Path alongside the city wall to the Schlossberg plateau, Herrenberg
Katharina Heubner, Martina Kändler und Susan Helen Miller: »Vertex«
Calculations of human perception have shown that if the human eye were a digital camera, it would have a resolution of 576 megapixels. Artists Katharina Heubner, Martina Kändler and Susan Helen Miller have used this figure as a basis for their installation "Vertex". They have taken the lights of Herrenberg as seen from its historic city wall and turned them into an installation involving 576 analogue pixels. Luminous cobblestones have been set into the path that leads up to the castle ruins. The sun's rays charge the stones during the day so that they glow when darkness falls. The layout of the stones mirrors the lights of the town below.
Artists Katharina Heubner, Martina Kändler and Susan Helen Miller are regular collaborators. Their first joint project was the laser installation "Rampe" (2012), which divided a hall using a wall of lasers. They also worked together on "in between spaces" as part of the 2013 Nuremberg Blue Night, creating a space delimited by light and mist. Heubner and Miller have worked together on a number of light and sound installations, most recently "bis ins kleinste Detail" (2015). Katharina Heubner is fascinated by non-spaces and examines the interface between private and public space. Susan Helen Miller produces installations that combine a wide range of media to examine ideas of space and perception.
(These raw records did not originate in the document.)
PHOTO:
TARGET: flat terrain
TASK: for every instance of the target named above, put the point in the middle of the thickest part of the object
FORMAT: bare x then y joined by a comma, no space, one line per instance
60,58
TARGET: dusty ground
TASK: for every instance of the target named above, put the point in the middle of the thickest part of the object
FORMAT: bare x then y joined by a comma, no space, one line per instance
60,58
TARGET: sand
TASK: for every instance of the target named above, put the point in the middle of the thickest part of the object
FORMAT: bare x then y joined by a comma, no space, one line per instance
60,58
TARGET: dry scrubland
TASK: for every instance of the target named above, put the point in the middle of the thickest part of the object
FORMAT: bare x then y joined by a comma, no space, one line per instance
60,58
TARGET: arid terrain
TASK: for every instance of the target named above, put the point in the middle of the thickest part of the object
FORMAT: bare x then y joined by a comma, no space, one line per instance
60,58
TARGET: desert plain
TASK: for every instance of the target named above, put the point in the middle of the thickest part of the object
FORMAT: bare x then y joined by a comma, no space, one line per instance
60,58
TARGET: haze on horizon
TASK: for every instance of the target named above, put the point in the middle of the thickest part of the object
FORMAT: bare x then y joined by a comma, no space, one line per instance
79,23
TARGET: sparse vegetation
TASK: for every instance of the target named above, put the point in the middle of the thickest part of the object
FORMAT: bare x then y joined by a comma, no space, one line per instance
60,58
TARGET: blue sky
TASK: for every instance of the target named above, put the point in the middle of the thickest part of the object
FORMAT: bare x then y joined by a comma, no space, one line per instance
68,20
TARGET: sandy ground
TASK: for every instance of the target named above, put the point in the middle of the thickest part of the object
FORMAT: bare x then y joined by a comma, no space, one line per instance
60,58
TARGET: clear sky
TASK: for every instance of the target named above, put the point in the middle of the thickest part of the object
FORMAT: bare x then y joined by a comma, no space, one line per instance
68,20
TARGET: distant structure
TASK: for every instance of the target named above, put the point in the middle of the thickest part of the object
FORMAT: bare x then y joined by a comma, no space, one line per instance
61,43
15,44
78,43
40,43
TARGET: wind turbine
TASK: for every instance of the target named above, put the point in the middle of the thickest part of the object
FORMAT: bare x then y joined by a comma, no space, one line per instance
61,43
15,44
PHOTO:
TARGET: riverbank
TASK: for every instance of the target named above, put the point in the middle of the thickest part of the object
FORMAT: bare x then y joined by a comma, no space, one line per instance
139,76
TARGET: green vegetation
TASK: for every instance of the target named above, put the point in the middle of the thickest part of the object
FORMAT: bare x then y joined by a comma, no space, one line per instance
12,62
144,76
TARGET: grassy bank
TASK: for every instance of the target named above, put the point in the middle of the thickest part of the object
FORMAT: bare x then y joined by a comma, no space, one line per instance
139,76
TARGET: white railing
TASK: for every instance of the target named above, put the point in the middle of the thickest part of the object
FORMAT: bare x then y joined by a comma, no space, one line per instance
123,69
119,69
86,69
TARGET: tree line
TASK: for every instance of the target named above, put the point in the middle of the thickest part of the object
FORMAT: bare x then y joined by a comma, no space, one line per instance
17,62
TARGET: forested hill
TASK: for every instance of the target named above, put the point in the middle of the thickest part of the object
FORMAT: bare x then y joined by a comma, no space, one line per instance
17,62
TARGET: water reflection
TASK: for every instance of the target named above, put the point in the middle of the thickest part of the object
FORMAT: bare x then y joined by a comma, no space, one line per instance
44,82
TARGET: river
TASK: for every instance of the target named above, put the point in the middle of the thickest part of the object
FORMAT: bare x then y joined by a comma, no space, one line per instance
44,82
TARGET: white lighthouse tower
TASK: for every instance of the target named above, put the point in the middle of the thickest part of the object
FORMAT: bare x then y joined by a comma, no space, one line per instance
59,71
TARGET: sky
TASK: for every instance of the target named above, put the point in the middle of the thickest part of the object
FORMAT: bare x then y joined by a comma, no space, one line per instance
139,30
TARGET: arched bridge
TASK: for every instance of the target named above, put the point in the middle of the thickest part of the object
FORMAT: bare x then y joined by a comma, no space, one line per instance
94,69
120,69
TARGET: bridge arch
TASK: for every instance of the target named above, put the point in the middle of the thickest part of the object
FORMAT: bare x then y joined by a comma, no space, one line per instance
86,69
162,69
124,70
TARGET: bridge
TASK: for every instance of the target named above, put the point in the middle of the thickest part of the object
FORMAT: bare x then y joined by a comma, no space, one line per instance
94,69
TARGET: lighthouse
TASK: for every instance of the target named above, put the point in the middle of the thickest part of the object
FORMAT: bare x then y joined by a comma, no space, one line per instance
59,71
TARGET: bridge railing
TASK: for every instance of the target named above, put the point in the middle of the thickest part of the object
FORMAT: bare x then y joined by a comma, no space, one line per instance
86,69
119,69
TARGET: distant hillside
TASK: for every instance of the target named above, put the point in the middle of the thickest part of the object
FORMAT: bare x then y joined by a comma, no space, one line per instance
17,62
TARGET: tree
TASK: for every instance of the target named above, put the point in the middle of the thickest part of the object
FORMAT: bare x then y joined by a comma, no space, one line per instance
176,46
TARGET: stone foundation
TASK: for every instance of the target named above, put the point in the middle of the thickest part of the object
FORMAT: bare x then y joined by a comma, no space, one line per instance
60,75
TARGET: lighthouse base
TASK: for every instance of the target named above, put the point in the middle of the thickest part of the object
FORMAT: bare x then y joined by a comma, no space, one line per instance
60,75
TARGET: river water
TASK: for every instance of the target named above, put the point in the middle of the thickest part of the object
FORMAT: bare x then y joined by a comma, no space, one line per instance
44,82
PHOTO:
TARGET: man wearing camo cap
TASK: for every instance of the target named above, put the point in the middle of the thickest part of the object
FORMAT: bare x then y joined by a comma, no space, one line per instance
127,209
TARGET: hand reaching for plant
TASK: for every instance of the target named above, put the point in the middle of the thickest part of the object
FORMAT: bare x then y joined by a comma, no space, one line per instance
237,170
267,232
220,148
Martina Kändler works with kinetic light objects and photography with a focus on light and space.
Outside Herrenberg's city walls, which were erected when the town was founded around 1200, a cobbled, stepped path zigs-zags its way up alongside the fortifications to the Schlossberg. A sculpture trail also runs up onto the Schlossberg from the old town. 25 sculptures by contemporary artists commemorate the painter Jerg Ratgeb, who was elected chancellor during the German Peasants' War, and visitors can also follow a special trail around Herrenberg with 23 stops to learn about the history of its half-timbered buildings.